Anche il padre di Sofia, Claudio, ci racconta qualche dettaglio in più: «Quando mio papà è entrato nella casa di riposo era in buona salute: 93 anni, autosufficiente, lucido. Tanto che non stava nell’Rsa ma nell’Albergo. Era entrato a ottobre scorso. Poi si è ammalato con i sintomi descritti da mia figlia. Un quadro clinico che non lascia scampo. Neanche gli antibiotici servivano. In seguito è finito in Rsa con l’ossigeno, curato splendidamente, e continuava a essere lucidissimo. Ci ha avvisati dicendo che stava morendo e che non voleva assolutamente noi ci muovessimo perché avremmo corso il rischio di ammalarci. Ci è stato detto che ha avuto una polmonite bilaterale e problemi respiratori gravissimi. Quando è morto non abbiamo potuto nemmeno fare la vestizione».

La famiglia ha chiesto spiegazioni alla direttrice della struttura, Danila Ferretti. «Le abbiamo domandato perché mai raccontasse di un solo caso di decesso per Covid. Va bene, quello era un caso accertato, ma i sospetti? Lei ci ha risposto che non poteva dire assolutamente di cosa fosse morto perché non erano chiare le cause, che non poteva dire nulla anche fosse stato un caso sospetto».

La casa per anziani si trova a pochi passi – e a circa un chilometro – dal Pio Albergo Trivulzio, l’Rsa dove da gennaio sarebbero stati ricoverati «molti pazienti» con polmoniti e sintomi di insufficienza respiratoria. L’11 aprile arriva l’iscrizione nel registro degli indagati per il direttore generale del Pio Albergo Trivulzio, Giuseppe Calicchio, indagato per epidemia colposa e omicidio colposo. Dal 14 aprile, prima con il sequestro delle cartelle cliniche dei pazienti, poi con l’acquisizione della documentazione relativa alla gestione della struttura, solo ieri, medici e infermieri dell’Albergo hanno rotto il silenzio con un comunicato: «Siamo stati lasciati completamente da soli, senza direttive che prevedessero protocolli aziendali diagnostico-terapeutici, senza univoche direttive sul trattamento dell’epidemia del Coronavirus, senza norme di isolamento, senza la possibilità di fare tamponi e senza DPI fino al 23 marzo», hanno detto.

In seguito alla pubblicazione di questo articolo, la Residenza ci ha inviato la seguente precisazione: «Da oltre vent’anni la Casa di Riposo ha ospitato nello stesso arco temporale al massimo 62 anziani.
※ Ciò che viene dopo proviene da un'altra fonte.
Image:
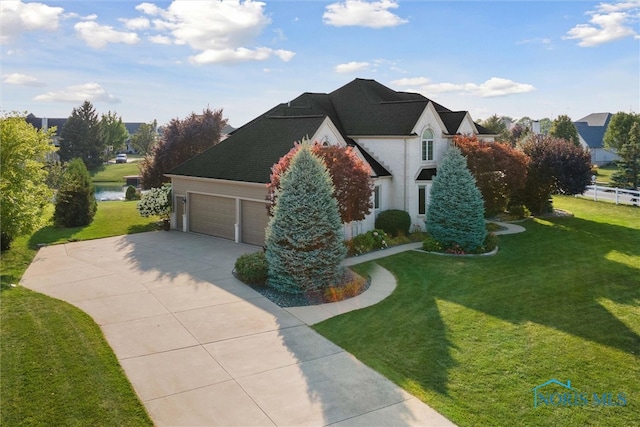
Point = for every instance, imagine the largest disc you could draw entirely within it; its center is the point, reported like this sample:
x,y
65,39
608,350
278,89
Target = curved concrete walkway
x,y
382,282
201,348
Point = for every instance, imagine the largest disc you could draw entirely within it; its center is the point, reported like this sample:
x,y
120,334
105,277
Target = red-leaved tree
x,y
557,166
500,170
181,140
351,178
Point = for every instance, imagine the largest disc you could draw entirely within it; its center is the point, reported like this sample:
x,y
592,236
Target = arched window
x,y
427,145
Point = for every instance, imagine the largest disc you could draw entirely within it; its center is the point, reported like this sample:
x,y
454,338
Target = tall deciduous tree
x,y
75,202
556,166
619,129
350,175
628,173
113,132
181,140
500,170
145,137
304,240
80,137
23,189
455,215
498,126
563,127
545,125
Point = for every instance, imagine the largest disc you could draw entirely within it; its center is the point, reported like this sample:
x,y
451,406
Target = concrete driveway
x,y
201,348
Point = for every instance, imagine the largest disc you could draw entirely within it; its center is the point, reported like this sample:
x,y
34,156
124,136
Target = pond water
x,y
110,192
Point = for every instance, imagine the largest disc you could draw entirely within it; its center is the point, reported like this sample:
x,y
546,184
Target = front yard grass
x,y
55,366
472,337
58,370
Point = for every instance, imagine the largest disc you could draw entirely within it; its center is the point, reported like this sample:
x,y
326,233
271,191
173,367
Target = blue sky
x,y
163,59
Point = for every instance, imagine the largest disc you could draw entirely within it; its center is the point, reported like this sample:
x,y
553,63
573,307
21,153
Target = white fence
x,y
618,195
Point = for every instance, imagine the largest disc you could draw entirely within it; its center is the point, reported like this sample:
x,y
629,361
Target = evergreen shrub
x,y
304,238
76,204
367,242
455,216
394,222
252,268
132,193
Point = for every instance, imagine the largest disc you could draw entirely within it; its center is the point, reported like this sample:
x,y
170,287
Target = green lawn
x,y
473,336
56,368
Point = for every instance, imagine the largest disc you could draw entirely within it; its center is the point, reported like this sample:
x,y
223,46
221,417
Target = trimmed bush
x,y
132,193
430,244
490,242
156,202
367,242
353,286
252,268
394,222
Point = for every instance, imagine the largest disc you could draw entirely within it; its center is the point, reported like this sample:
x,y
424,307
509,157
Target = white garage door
x,y
212,215
254,221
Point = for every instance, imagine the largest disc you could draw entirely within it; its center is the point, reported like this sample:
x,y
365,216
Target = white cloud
x,y
221,32
411,81
159,39
609,22
362,13
139,23
214,25
79,93
21,80
241,54
351,67
149,9
497,86
494,87
17,17
98,36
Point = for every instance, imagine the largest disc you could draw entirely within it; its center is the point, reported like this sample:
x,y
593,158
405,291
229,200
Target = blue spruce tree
x,y
304,237
456,211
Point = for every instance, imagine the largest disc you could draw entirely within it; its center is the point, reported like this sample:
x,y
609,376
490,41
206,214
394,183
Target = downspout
x,y
404,140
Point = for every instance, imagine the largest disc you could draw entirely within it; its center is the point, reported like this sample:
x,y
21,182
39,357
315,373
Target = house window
x,y
427,145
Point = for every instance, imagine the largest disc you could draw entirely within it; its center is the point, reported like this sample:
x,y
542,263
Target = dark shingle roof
x,y
248,154
593,127
360,108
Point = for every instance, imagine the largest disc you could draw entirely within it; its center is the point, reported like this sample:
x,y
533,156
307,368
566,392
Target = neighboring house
x,y
45,123
401,135
591,130
131,128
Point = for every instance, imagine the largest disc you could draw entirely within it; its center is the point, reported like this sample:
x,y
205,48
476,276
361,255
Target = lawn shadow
x,y
556,275
53,234
557,286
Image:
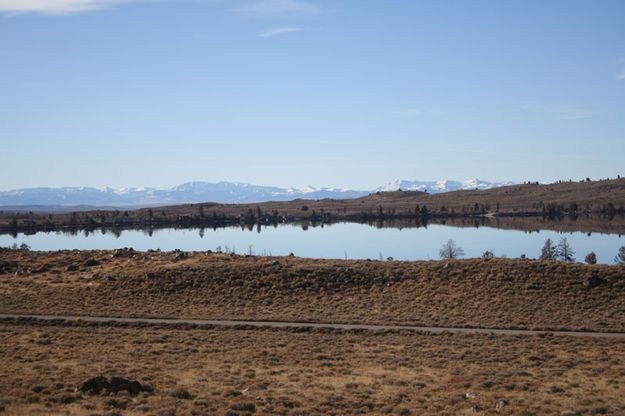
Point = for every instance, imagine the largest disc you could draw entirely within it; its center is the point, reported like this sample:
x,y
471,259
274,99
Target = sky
x,y
352,93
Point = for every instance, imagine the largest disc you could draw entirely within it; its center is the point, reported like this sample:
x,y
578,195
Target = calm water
x,y
343,240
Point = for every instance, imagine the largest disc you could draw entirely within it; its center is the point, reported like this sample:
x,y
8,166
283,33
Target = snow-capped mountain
x,y
223,192
440,186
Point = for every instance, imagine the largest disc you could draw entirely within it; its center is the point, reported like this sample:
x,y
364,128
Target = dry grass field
x,y
238,371
485,293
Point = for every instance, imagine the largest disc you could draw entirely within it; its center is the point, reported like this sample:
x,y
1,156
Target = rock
x,y
99,384
91,263
124,252
593,281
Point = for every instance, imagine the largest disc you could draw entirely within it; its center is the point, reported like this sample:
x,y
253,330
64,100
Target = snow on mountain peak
x,y
223,192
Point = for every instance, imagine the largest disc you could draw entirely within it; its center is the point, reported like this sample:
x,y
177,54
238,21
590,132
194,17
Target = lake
x,y
340,240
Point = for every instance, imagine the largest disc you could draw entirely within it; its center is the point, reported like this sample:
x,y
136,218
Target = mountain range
x,y
223,192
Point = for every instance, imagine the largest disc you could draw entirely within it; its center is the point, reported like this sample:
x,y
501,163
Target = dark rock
x,y
124,252
99,384
593,281
91,263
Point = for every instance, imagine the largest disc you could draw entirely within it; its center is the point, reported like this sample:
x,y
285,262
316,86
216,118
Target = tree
x,y
548,251
564,251
450,250
620,256
591,258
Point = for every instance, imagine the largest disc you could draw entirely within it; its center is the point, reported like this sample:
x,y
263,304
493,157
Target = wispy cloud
x,y
278,8
565,112
416,112
278,31
54,6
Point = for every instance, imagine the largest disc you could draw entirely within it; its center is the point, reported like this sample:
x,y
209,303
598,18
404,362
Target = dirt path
x,y
276,324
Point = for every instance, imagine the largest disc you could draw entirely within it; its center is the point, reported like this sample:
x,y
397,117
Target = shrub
x,y
451,251
620,256
591,258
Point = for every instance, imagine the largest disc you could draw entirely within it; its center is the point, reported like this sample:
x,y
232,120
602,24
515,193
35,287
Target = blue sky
x,y
324,93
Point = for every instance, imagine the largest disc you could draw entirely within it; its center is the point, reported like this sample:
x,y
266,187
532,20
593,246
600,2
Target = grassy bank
x,y
485,293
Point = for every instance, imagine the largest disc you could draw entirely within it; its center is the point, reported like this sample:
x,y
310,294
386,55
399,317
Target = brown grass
x,y
494,293
286,372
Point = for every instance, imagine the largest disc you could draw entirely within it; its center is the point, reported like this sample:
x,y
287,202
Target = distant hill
x,y
193,192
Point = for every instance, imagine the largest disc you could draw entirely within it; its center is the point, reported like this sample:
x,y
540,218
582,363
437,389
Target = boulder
x,y
593,281
97,385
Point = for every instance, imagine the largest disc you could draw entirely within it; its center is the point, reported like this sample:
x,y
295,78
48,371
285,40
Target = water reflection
x,y
381,239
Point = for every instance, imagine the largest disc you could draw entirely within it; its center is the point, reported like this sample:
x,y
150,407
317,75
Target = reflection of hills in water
x,y
614,224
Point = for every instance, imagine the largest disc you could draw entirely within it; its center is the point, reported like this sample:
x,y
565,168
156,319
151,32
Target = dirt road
x,y
277,324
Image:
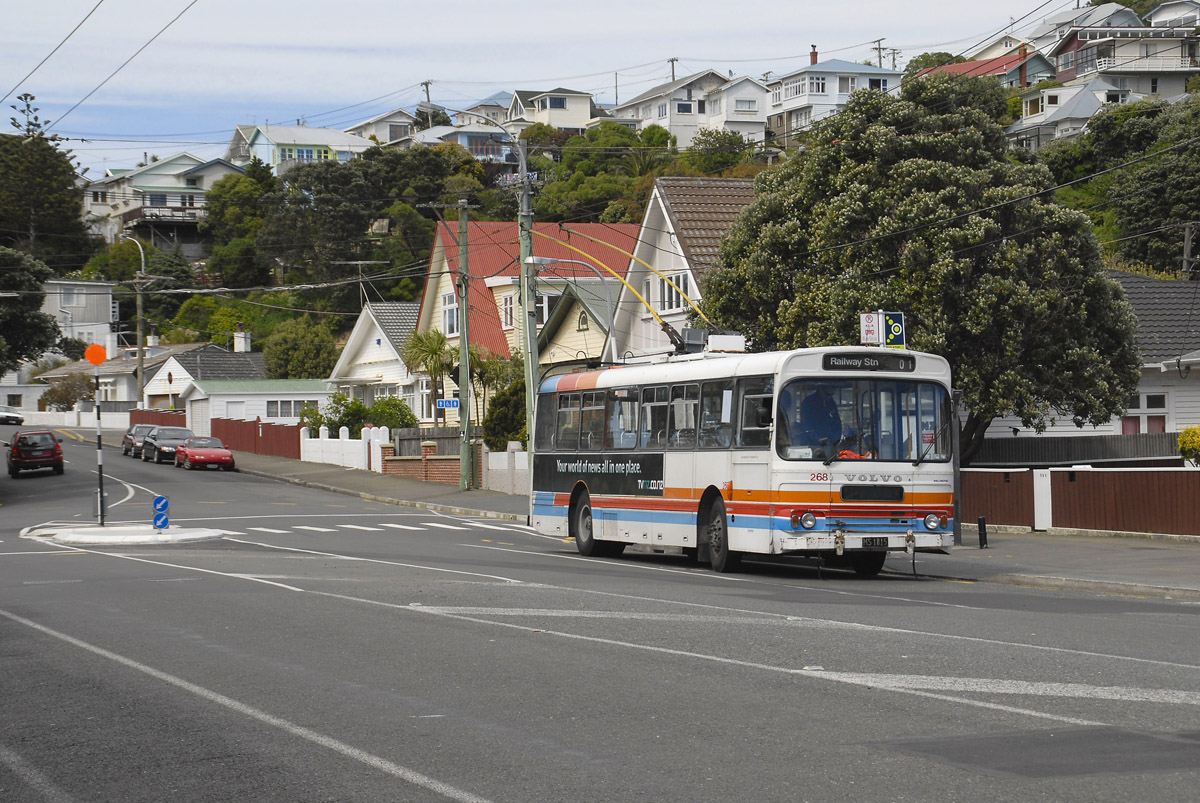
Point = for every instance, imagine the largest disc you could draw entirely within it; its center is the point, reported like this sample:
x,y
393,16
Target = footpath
x,y
1150,565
Il 1 gennaio 2020 gli ospiti erano 55, nel corso dell’anno sono deceduti tre anziani e ne sono stati accolti altrettanti. Per quanto ci risulta, vi è stato un solo caso di decesso causato da Covid 19 accertato, relativo ad una donna anziana, avvenuto lo scorso 18 marzo, peraltro all’interno di una struttura ospedaliera presso la quale la stessa era stata ricoverata».